In December 2024, China also approved a list of 700 restricted export items. Among them are many items that the US needs to develop important products, especially in technology. Typically, this list includes rare earths and some basic technology components that Washington has long relied on from Beijing. The above list of restricted exports took effect from December 1.
Previously, from August 2023, China imposed export restrictions on gallium and germanium. Gallium is used in compound semiconductors, which are often used to improve transmission speeds and increase the efficiency of radar.
Not only the US and China suffer losses in the trade war
Amid the trade war, Beijing has sent a strong message to Washington. In a press conference last March, Chinese Foreign Ministry spokesman Lin Jian expressed a tough stance against the US's additional tariffs on China.

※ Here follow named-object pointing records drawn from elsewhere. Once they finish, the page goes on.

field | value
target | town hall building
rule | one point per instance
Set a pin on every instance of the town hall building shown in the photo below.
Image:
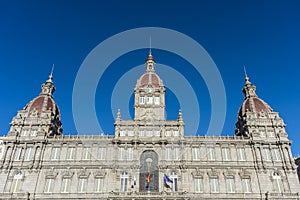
(148, 157)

Specifically, Mr. Lam Kiem emphasized: "Anyone who uses maximum pressure on China is picking the wrong person and miscalculating. If the US really wants to solve the fentanyl problem, the right thing to do is to consult with China on the basis of equality, mutual respect and mutual benefit to address each other's concerns. If the US plots a different agenda and if war is what the US wants, be it a tariff war, a trade war or any other kind of war, we are ready to fight to the end."
In recent days, China has continued to emphasize similar messages. On the other hand, China still sets an economic growth target of 5% in 2025, the same as in 2024.
Meanwhile, the trade war has spread, causing both the US and China to face gloomy forecasts. For the US, the rising risks are inflation and supply chain disruptions. Also because of the risk of inflation, the US Federal Reserve (Fed) has not continued to cut interest rates - something that Mr. Trump criticized as limiting the development of businesses. Recession fears are also growing.
On the contrary, China also faces greater challenges as its economy is still facing many difficulties: poor purchasing power, the real estate market has not improved... In an analysis sent to Thanh Nien , Standard & Poor's (S&P) Ratings, the world's leading credit rating agency , forecasts China's GDP growth at 4.1% in 2025 and 3.8% in 2026. This figure is significantly lower than the 5% economic growth target in 2025 that China has set.
Furthermore, according to S&P Ratings, a major risk for most Asia- Pacific economies is a slowdown in China. Although the Chinese government has recently announced a series of economic stimulus programs, it may not be enough to fully address the challenges of US tax policy. As China's economic growth slows, its industrial and consumer sectors will decline, leading to a significant impact on many other economies in the region. This situation leads to greater difficulties for the region - which has a large export turnover to the US but is being subject to increased tariffs by Washington.
Obviously, both the US and China are key drivers of the global economy, so if these two important economies encounter difficulties, it will have a widespread negative impact.